Mariana of Austria (1634-1696) ruled the Spanish global empire during the minority of her son, Carlos II from 1665 to 1676, at one of the monarchy’s most difficult junctures. Spain’s war against Portugal’s bid for independence was essentially lost; decades of enormous military commitments had left Mariana saddled with a virtually bankrupt state, vulnerable frontiers, and a substantially reduced army. Spain’s traditional enemy, the Bourbons of France, was poised to attack. Compounding these challenges was the looming threat of a dynastic crisis.

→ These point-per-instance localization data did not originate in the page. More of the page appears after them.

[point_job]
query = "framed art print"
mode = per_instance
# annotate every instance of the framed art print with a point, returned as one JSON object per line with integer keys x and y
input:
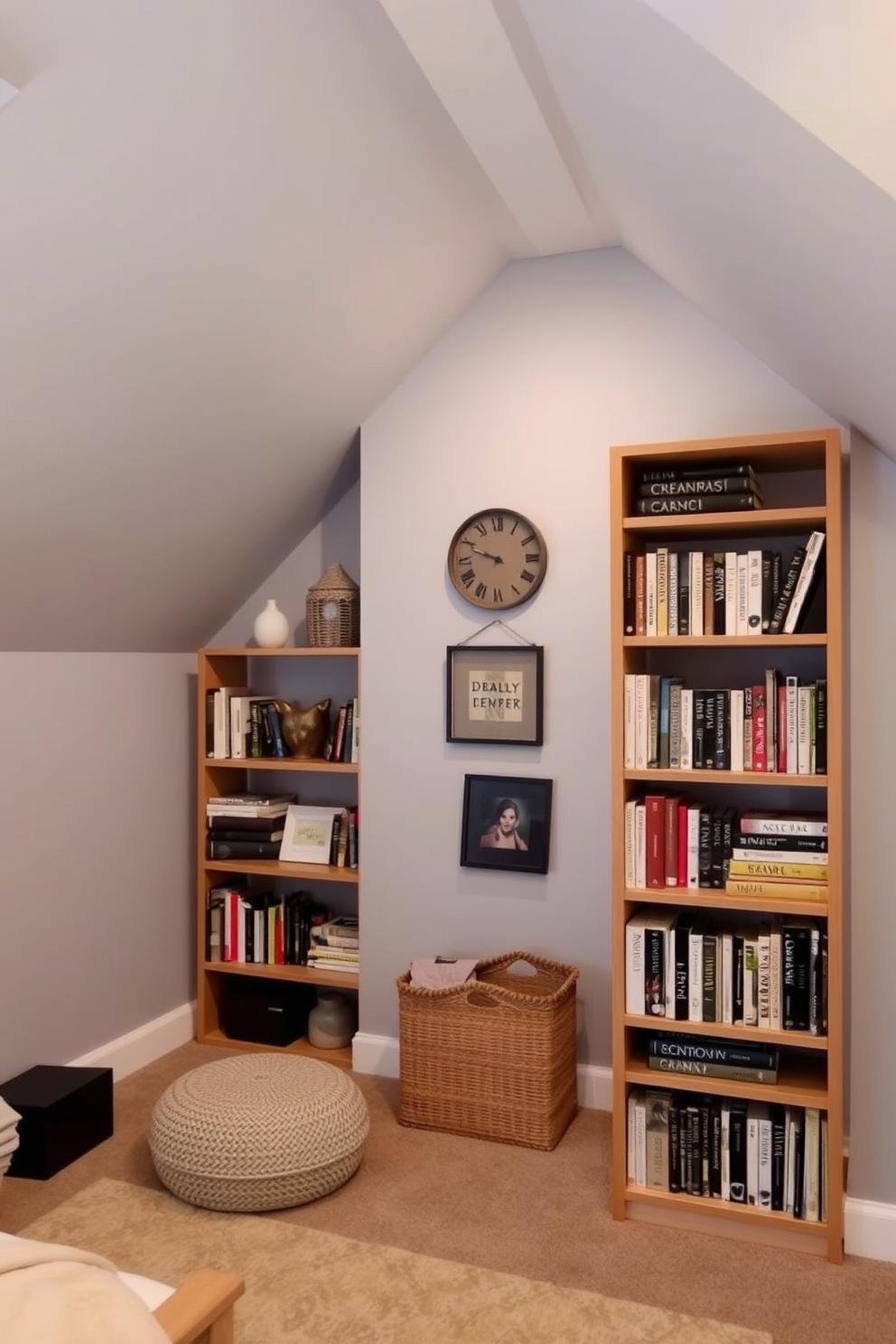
{"x": 495, "y": 694}
{"x": 507, "y": 823}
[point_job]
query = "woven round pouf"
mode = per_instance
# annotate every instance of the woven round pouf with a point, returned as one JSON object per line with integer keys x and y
{"x": 258, "y": 1132}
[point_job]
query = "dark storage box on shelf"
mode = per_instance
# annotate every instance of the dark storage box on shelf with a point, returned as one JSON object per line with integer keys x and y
{"x": 266, "y": 1013}
{"x": 492, "y": 1058}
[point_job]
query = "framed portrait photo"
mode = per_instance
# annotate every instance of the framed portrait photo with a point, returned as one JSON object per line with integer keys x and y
{"x": 495, "y": 694}
{"x": 507, "y": 823}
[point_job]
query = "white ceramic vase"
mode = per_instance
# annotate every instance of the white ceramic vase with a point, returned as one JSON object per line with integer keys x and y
{"x": 272, "y": 627}
{"x": 331, "y": 1024}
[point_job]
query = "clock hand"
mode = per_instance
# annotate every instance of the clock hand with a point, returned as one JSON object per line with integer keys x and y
{"x": 498, "y": 559}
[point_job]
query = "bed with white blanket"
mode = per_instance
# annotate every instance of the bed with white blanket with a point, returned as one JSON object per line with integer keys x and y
{"x": 60, "y": 1294}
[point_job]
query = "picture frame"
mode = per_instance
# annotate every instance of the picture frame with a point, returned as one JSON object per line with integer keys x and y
{"x": 495, "y": 694}
{"x": 488, "y": 826}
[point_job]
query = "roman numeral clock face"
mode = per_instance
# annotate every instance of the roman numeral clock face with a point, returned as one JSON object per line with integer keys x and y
{"x": 498, "y": 559}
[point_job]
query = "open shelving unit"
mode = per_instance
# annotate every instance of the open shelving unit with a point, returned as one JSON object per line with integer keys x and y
{"x": 801, "y": 480}
{"x": 306, "y": 675}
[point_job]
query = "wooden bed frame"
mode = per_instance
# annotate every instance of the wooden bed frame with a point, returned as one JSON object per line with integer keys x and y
{"x": 201, "y": 1310}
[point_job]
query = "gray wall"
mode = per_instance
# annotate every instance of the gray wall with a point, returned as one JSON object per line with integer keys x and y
{"x": 96, "y": 862}
{"x": 518, "y": 406}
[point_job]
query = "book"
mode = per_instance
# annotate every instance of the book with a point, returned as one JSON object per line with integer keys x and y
{"x": 242, "y": 848}
{"x": 719, "y": 484}
{"x": 705, "y": 1069}
{"x": 699, "y": 504}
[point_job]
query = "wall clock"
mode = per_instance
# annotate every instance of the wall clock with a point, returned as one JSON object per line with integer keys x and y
{"x": 498, "y": 559}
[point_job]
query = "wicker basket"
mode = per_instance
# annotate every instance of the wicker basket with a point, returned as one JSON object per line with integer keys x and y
{"x": 493, "y": 1058}
{"x": 332, "y": 609}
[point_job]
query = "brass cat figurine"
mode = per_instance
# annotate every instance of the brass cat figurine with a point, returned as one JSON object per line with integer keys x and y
{"x": 305, "y": 730}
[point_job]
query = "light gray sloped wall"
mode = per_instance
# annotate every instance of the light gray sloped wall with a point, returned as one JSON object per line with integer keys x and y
{"x": 872, "y": 751}
{"x": 518, "y": 405}
{"x": 96, "y": 861}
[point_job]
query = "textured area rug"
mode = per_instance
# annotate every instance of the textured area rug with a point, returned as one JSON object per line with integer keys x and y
{"x": 316, "y": 1288}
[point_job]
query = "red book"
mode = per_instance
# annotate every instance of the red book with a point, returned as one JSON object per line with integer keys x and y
{"x": 656, "y": 839}
{"x": 683, "y": 845}
{"x": 760, "y": 761}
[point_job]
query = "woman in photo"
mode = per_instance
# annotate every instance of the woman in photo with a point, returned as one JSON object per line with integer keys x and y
{"x": 504, "y": 834}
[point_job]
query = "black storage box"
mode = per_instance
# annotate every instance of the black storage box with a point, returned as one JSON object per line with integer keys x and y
{"x": 65, "y": 1113}
{"x": 266, "y": 1013}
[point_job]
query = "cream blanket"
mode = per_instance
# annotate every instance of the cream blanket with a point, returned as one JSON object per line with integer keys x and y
{"x": 57, "y": 1294}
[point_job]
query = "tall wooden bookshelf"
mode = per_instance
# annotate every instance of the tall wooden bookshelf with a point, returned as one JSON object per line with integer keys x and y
{"x": 799, "y": 475}
{"x": 303, "y": 675}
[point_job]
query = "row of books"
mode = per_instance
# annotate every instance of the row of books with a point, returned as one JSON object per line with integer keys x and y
{"x": 744, "y": 1152}
{"x": 677, "y": 593}
{"x": 777, "y": 726}
{"x": 767, "y": 974}
{"x": 717, "y": 488}
{"x": 677, "y": 842}
{"x": 240, "y": 724}
{"x": 253, "y": 826}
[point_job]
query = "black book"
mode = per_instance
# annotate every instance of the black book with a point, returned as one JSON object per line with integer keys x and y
{"x": 689, "y": 472}
{"x": 738, "y": 1151}
{"x": 245, "y": 836}
{"x": 719, "y": 484}
{"x": 242, "y": 848}
{"x": 699, "y": 504}
{"x": 719, "y": 593}
{"x": 796, "y": 944}
{"x": 628, "y": 593}
{"x": 712, "y": 1050}
{"x": 779, "y": 614}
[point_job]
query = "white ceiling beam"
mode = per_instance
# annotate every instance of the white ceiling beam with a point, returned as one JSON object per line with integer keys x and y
{"x": 463, "y": 52}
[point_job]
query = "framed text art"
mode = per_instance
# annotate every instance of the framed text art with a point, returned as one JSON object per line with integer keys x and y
{"x": 507, "y": 823}
{"x": 495, "y": 694}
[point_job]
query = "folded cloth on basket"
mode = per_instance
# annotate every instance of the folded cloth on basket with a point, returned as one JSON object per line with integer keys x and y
{"x": 443, "y": 972}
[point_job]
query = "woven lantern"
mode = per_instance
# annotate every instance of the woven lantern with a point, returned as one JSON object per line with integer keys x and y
{"x": 333, "y": 608}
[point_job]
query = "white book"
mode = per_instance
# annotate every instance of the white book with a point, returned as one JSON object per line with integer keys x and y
{"x": 641, "y": 719}
{"x": 812, "y": 1164}
{"x": 790, "y": 727}
{"x": 727, "y": 976}
{"x": 774, "y": 975}
{"x": 650, "y": 590}
{"x": 630, "y": 843}
{"x": 628, "y": 719}
{"x": 694, "y": 847}
{"x": 696, "y": 592}
{"x": 673, "y": 593}
{"x": 807, "y": 573}
{"x": 736, "y": 727}
{"x": 731, "y": 592}
{"x": 743, "y": 627}
{"x": 764, "y": 1159}
{"x": 686, "y": 753}
{"x": 754, "y": 592}
{"x": 641, "y": 847}
{"x": 763, "y": 976}
{"x": 804, "y": 730}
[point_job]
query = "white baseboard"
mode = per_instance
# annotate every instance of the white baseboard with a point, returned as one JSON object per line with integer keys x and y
{"x": 869, "y": 1227}
{"x": 869, "y": 1230}
{"x": 143, "y": 1046}
{"x": 379, "y": 1055}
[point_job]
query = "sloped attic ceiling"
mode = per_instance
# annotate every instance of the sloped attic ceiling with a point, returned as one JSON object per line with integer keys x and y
{"x": 230, "y": 229}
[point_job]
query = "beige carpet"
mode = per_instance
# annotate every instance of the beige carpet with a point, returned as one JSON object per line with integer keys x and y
{"x": 305, "y": 1286}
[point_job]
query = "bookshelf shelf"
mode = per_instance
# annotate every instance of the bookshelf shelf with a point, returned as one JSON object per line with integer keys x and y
{"x": 305, "y": 677}
{"x": 799, "y": 481}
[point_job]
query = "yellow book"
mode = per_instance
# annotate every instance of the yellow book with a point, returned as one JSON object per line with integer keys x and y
{"x": 780, "y": 871}
{"x": 769, "y": 887}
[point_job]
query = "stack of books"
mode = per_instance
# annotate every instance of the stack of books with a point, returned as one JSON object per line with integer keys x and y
{"x": 705, "y": 488}
{"x": 246, "y": 826}
{"x": 335, "y": 945}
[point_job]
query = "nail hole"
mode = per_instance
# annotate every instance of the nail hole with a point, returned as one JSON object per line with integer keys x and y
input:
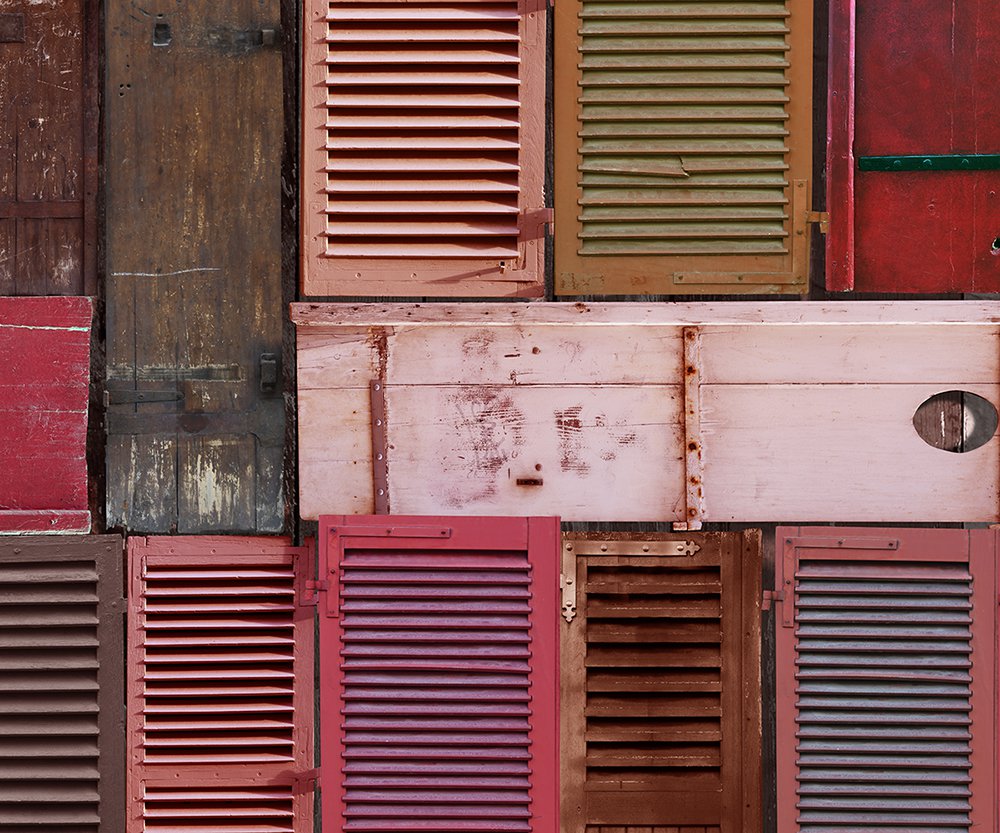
{"x": 956, "y": 420}
{"x": 161, "y": 34}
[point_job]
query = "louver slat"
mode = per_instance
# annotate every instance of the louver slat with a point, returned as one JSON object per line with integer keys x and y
{"x": 669, "y": 108}
{"x": 886, "y": 653}
{"x": 438, "y": 688}
{"x": 61, "y": 738}
{"x": 220, "y": 703}
{"x": 660, "y": 683}
{"x": 423, "y": 148}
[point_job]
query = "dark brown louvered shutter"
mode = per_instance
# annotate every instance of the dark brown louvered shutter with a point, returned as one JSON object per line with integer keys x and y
{"x": 886, "y": 677}
{"x": 61, "y": 698}
{"x": 661, "y": 683}
{"x": 220, "y": 686}
{"x": 438, "y": 694}
{"x": 423, "y": 147}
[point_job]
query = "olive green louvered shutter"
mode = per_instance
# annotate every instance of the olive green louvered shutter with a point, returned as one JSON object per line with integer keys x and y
{"x": 683, "y": 148}
{"x": 660, "y": 697}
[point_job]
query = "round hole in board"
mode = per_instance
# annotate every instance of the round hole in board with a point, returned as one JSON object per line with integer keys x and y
{"x": 956, "y": 421}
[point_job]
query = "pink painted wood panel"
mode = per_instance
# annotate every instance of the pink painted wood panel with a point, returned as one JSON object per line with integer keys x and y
{"x": 44, "y": 379}
{"x": 797, "y": 411}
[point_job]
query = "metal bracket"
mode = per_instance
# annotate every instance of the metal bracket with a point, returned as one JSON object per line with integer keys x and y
{"x": 380, "y": 448}
{"x": 822, "y": 218}
{"x": 567, "y": 583}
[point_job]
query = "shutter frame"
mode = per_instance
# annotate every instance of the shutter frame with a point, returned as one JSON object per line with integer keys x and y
{"x": 976, "y": 550}
{"x": 738, "y": 559}
{"x": 679, "y": 273}
{"x": 537, "y": 538}
{"x": 414, "y": 275}
{"x": 259, "y": 784}
{"x": 105, "y": 553}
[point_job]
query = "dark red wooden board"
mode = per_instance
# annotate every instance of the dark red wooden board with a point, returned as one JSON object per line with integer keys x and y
{"x": 44, "y": 380}
{"x": 913, "y": 77}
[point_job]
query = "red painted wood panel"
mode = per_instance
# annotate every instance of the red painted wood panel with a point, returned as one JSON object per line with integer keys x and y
{"x": 220, "y": 685}
{"x": 44, "y": 380}
{"x": 912, "y": 78}
{"x": 439, "y": 673}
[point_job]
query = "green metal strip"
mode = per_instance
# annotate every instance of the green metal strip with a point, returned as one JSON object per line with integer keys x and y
{"x": 943, "y": 162}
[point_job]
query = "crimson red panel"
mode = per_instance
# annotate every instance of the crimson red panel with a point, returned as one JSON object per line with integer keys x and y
{"x": 439, "y": 680}
{"x": 44, "y": 382}
{"x": 886, "y": 679}
{"x": 913, "y": 77}
{"x": 220, "y": 705}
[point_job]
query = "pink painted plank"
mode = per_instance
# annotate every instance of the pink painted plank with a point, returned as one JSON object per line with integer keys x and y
{"x": 44, "y": 379}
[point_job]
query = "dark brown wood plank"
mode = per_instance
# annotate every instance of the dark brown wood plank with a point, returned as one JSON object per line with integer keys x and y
{"x": 194, "y": 268}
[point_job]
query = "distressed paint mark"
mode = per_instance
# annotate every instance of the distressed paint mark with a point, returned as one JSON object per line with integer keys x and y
{"x": 493, "y": 427}
{"x": 166, "y": 274}
{"x": 569, "y": 429}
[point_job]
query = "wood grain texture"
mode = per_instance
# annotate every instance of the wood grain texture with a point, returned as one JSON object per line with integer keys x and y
{"x": 194, "y": 268}
{"x": 48, "y": 148}
{"x": 661, "y": 701}
{"x": 44, "y": 377}
{"x": 806, "y": 410}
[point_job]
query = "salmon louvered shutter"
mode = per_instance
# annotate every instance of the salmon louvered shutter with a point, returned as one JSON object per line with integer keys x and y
{"x": 423, "y": 148}
{"x": 661, "y": 683}
{"x": 61, "y": 668}
{"x": 683, "y": 146}
{"x": 220, "y": 686}
{"x": 886, "y": 675}
{"x": 438, "y": 695}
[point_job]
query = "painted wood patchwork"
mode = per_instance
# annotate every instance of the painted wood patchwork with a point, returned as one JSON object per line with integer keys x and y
{"x": 615, "y": 412}
{"x": 44, "y": 379}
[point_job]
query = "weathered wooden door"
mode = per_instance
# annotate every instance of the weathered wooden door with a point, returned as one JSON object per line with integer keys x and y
{"x": 48, "y": 147}
{"x": 195, "y": 414}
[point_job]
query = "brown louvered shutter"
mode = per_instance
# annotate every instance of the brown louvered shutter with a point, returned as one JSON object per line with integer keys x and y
{"x": 439, "y": 697}
{"x": 661, "y": 721}
{"x": 886, "y": 680}
{"x": 423, "y": 147}
{"x": 61, "y": 700}
{"x": 683, "y": 146}
{"x": 220, "y": 686}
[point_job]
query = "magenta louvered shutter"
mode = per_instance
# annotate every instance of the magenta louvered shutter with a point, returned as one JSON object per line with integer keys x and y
{"x": 886, "y": 680}
{"x": 220, "y": 686}
{"x": 439, "y": 674}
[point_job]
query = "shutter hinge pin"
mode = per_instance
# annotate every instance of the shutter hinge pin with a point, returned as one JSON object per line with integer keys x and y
{"x": 768, "y": 597}
{"x": 820, "y": 217}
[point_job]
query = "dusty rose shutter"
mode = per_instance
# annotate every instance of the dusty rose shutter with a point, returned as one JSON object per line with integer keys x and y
{"x": 423, "y": 147}
{"x": 439, "y": 669}
{"x": 220, "y": 686}
{"x": 44, "y": 384}
{"x": 886, "y": 680}
{"x": 61, "y": 667}
{"x": 661, "y": 683}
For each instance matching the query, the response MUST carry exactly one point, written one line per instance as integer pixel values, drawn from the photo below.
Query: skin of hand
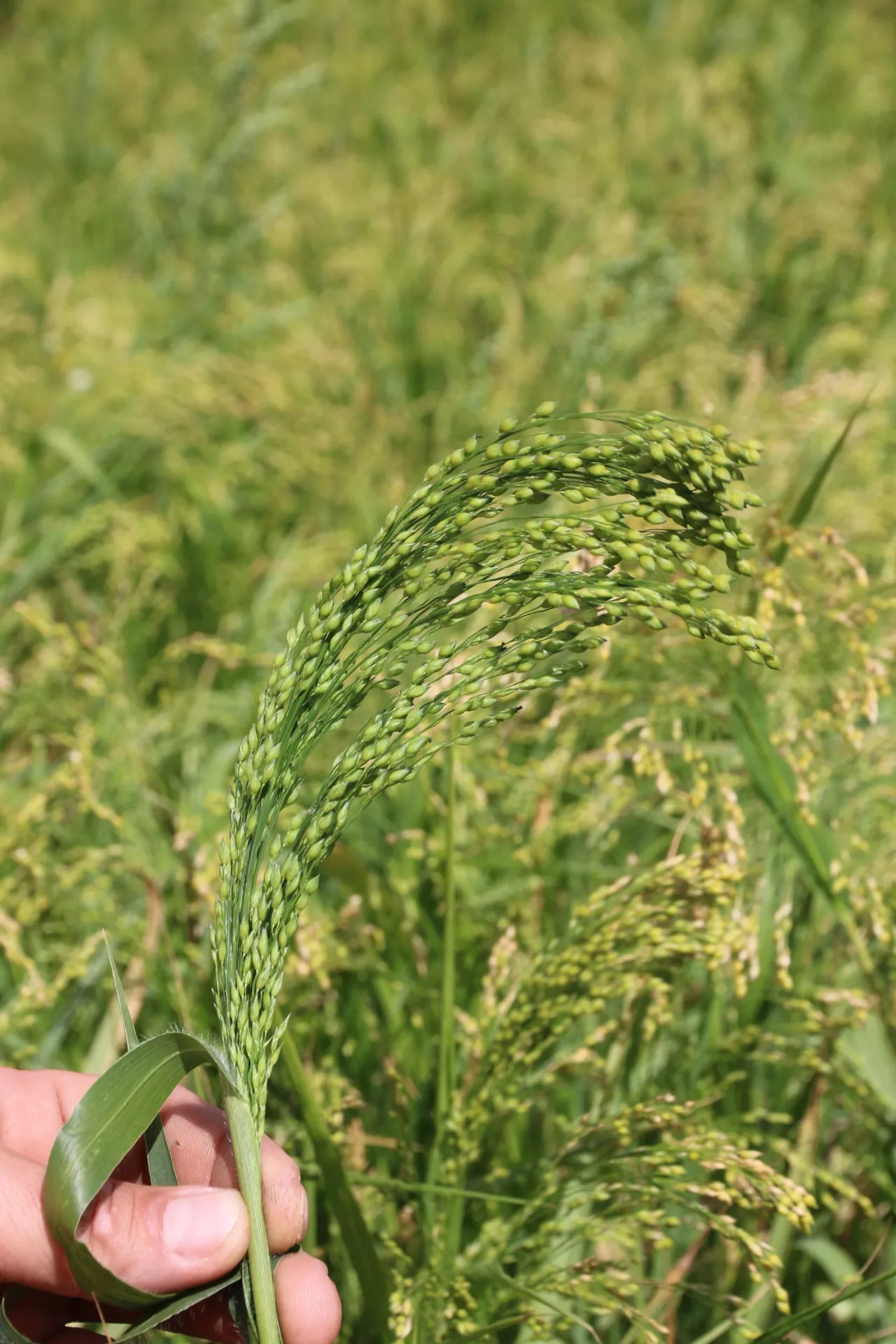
(163, 1240)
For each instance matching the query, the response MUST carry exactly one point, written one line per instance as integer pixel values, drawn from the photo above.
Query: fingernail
(197, 1224)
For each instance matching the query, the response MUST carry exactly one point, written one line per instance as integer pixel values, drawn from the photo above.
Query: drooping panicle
(508, 564)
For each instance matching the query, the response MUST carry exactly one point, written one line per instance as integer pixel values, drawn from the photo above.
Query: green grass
(258, 267)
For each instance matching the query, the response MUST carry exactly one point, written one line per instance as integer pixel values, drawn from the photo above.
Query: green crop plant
(485, 588)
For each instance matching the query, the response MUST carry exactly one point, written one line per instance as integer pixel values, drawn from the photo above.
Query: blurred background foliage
(260, 264)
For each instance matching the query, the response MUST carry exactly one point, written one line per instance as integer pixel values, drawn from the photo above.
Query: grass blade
(162, 1168)
(774, 780)
(108, 1121)
(789, 1323)
(175, 1306)
(806, 502)
(359, 1243)
(8, 1334)
(777, 787)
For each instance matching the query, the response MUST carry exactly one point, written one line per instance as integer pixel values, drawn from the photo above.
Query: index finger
(35, 1104)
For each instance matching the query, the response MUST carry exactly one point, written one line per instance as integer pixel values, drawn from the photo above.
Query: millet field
(570, 980)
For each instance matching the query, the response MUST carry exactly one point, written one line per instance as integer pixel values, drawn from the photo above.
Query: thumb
(166, 1238)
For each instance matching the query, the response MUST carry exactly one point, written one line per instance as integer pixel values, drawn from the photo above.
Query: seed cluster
(469, 598)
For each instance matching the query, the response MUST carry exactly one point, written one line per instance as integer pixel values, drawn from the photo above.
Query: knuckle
(112, 1226)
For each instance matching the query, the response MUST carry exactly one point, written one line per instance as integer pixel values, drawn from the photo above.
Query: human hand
(163, 1240)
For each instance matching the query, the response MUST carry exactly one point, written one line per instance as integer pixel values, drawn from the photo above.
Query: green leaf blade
(162, 1168)
(104, 1126)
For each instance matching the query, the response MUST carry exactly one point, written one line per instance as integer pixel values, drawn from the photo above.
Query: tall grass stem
(248, 1158)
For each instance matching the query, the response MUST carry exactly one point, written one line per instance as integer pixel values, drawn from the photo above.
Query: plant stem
(248, 1171)
(447, 1037)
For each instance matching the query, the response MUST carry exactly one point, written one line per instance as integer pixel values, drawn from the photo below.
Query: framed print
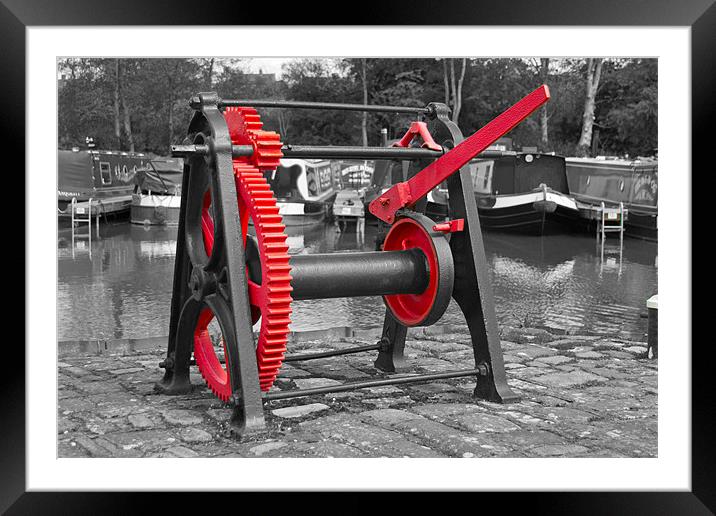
(227, 191)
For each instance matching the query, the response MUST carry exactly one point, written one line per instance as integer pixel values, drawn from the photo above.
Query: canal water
(119, 283)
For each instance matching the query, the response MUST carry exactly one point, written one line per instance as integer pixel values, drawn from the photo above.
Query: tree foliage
(153, 111)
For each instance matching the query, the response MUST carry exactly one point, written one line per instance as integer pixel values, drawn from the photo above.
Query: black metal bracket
(472, 288)
(216, 282)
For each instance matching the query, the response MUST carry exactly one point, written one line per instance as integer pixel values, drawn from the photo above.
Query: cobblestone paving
(581, 396)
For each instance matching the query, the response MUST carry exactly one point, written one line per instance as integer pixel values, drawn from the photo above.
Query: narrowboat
(157, 195)
(304, 190)
(633, 183)
(348, 206)
(106, 178)
(523, 192)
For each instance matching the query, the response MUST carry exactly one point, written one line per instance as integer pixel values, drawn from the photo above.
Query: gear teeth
(256, 199)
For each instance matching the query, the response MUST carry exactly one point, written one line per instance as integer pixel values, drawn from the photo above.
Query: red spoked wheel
(416, 232)
(270, 288)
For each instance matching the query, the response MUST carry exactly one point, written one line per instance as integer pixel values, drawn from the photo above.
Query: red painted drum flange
(414, 231)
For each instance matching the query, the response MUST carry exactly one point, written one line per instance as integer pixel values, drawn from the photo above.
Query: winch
(224, 274)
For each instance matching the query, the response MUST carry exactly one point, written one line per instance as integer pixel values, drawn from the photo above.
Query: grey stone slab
(570, 379)
(265, 448)
(299, 410)
(195, 435)
(554, 359)
(127, 370)
(140, 421)
(558, 450)
(310, 383)
(388, 416)
(182, 417)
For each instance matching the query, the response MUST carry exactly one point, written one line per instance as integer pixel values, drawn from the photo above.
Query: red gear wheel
(245, 128)
(271, 299)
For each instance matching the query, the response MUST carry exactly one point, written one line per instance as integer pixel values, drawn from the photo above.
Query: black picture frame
(700, 15)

Carlos II was king, but he was three-years-old in an era in which children often died young.
Drawing from previously unmined primary sources, including Council of State deliberations, diplomatic correspondence, Mariana’s and Carlos’s letters, royal household papers, manuscripts, and legal documents, Mitchell presents a new narrative of the Spanish Hapsburg monarchy in the later seventeenth century, while advancing our knowledge of women’s legitimate political entitlement in the early modern period.
Silvia Z. Mitchell specializes in early modern European history with a particular focus on the history of the Spanish Monarchy, queenship, and court studies. Mitchell is also the guest editor of the December 2018 special issue of The Court Historian: The International Journal of Court Studies, on “The Spanish Hapsburg Court during the Reign of Carlos II.”